ReplaceRegExpr ('({-i}block|var)\\s\*\\(\\s\*(\[^ \]\*)\\s\*\\)\\s\*',
  'BLOCK( test1)', 'def "$1" value "$2"')

 will return:  def “$1” value “$2”

function QuoteRegExprMetaChars (const AStr : string) : string;

Replace all metachars with its safe representation, for example ‘abc$cd.(‘ converts into ‘abc\$cd\.\(‘

This function usefull for r.e. autogeneration from user input

function RegExprSubExpressions (const ARegExpr : string;
  ASubExprs : TStrings; AExtendedSyntax : boolean = False) : integer;

Makes list of subexpressions found in ARegExpr r.e.

In ASubExps every item represent subexpression, from first to last, in format:

 String - subexpression text (without ‘()’)
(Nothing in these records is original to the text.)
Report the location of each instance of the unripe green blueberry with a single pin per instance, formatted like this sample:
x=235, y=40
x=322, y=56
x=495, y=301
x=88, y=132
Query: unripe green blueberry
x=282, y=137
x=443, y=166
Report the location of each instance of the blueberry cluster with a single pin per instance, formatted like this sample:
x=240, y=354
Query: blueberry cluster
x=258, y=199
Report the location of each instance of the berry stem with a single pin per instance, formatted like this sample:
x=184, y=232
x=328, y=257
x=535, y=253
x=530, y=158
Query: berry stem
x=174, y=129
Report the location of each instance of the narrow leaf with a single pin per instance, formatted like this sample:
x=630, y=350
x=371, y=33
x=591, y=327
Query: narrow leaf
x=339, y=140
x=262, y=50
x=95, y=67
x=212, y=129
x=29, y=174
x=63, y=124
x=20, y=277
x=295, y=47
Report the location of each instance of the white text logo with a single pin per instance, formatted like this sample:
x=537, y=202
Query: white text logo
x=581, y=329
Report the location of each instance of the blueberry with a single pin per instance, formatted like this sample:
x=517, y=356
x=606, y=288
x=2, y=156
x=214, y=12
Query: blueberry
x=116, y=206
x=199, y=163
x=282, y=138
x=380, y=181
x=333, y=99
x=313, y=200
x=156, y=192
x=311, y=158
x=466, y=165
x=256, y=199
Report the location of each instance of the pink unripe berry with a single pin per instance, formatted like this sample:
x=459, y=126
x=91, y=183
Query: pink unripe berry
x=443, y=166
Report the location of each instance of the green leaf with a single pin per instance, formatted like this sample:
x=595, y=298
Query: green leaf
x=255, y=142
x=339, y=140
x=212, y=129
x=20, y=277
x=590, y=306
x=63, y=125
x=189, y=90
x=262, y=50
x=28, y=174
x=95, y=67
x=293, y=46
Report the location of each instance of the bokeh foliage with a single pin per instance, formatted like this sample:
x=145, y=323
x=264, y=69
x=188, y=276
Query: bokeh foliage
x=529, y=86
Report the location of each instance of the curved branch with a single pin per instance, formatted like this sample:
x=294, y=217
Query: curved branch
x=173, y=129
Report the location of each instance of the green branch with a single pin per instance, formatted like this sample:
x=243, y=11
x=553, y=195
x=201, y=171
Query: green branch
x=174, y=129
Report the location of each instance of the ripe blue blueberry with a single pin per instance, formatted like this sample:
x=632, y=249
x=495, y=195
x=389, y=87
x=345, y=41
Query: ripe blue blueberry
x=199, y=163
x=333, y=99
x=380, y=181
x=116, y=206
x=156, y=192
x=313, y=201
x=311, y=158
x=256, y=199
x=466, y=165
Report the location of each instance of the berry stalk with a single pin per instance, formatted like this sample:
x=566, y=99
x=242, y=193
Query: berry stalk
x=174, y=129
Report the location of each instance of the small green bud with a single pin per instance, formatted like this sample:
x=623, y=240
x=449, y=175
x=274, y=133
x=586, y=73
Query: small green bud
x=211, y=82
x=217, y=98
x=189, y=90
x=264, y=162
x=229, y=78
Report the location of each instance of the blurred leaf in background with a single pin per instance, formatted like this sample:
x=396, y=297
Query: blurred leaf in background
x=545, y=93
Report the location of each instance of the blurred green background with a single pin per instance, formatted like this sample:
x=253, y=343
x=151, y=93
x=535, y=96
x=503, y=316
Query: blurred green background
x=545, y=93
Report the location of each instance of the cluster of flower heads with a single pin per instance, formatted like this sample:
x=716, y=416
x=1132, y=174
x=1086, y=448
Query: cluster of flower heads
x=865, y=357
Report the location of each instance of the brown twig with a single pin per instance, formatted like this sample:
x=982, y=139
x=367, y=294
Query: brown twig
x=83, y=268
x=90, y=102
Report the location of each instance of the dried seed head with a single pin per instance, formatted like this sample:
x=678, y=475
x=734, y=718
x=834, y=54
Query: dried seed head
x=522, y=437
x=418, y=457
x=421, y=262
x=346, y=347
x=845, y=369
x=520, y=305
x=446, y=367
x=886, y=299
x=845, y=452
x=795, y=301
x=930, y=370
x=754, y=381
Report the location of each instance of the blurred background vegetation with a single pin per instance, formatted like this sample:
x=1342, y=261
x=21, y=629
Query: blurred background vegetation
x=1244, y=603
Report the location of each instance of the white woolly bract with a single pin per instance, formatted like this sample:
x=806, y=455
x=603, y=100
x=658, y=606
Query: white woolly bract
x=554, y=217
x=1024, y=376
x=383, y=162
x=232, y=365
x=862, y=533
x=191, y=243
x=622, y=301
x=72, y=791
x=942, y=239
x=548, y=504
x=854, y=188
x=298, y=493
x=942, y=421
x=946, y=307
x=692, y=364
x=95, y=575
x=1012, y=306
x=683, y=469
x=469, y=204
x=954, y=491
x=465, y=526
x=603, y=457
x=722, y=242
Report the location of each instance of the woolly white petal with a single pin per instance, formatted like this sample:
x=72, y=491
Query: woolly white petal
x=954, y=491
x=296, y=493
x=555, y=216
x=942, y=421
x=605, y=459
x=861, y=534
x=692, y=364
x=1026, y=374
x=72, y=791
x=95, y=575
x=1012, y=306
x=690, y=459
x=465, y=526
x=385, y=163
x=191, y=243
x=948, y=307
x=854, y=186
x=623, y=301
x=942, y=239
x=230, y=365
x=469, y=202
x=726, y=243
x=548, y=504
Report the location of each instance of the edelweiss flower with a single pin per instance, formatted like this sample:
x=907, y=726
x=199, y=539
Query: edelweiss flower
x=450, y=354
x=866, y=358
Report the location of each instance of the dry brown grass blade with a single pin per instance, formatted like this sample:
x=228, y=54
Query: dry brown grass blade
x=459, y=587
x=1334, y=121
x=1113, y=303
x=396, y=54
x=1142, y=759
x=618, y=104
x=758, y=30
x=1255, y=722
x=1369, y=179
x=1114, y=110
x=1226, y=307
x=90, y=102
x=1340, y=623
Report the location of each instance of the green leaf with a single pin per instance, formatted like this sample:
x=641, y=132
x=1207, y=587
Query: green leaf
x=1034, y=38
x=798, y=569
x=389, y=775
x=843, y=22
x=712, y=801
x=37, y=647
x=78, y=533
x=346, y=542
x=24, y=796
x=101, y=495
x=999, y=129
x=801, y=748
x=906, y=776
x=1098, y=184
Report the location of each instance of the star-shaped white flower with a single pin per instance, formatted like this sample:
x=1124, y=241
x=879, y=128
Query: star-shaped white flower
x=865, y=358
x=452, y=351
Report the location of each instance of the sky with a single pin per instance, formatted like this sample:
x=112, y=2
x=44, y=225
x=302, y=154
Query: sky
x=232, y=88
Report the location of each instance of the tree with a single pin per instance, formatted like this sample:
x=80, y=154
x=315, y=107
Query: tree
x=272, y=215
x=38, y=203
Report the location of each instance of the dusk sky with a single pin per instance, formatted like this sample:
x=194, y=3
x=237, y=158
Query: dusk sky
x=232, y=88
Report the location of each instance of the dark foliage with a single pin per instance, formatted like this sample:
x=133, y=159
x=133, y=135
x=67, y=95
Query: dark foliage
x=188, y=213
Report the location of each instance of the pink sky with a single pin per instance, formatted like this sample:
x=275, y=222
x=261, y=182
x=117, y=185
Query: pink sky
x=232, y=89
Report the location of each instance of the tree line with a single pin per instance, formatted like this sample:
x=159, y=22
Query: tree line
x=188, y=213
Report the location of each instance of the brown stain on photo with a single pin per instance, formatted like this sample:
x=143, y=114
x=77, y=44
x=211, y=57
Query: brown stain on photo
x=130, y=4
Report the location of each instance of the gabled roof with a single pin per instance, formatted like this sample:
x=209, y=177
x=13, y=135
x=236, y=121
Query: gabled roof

 low word of Object - starting position in ARegExpr, including ‘(‘ if exists! (first position is 1)

 high word of Object - length, including starting ‘(‘ and ending ‘)’ if exist!

AExtendedSyntax - must be True if modifier /x will be On while using the r.e.

Usefull for GUI editors of r.e. etc (You can find example of using in TestRExp.dpr project)

Result code        Meaning


0                Success. No unbalanced brackets was found;

-1                there are not enough closing brackets ‘)’;

-(n+1)                at position n was found opening ‘[’ without corresponding closing ‘]’;

n                at position n was found closing bracket ‘)’ without corresponding opening ‘(‘.

 

If Result <> 0, then ASubExprs can contain empty items or illegal ones

Exception type

Default error handler of TRegExpr raise exception:

 

ERegExpr = class (Exception)
  public
   ErrorCode : integer; // error code. Compilation error codes are before 1000
   CompilerErrorPos : integer; // Position in r.e. where compilation error occured
 end;

How to use Unicode

TRegExpr now supports UniCode, but it works very slow :(

Who want to optimize it ? ;)

Use it only if you really need Unicode support !

Remove . in {.$DEFINE UniCode} in regexpr.pas. After that all strings will be treated as WideString.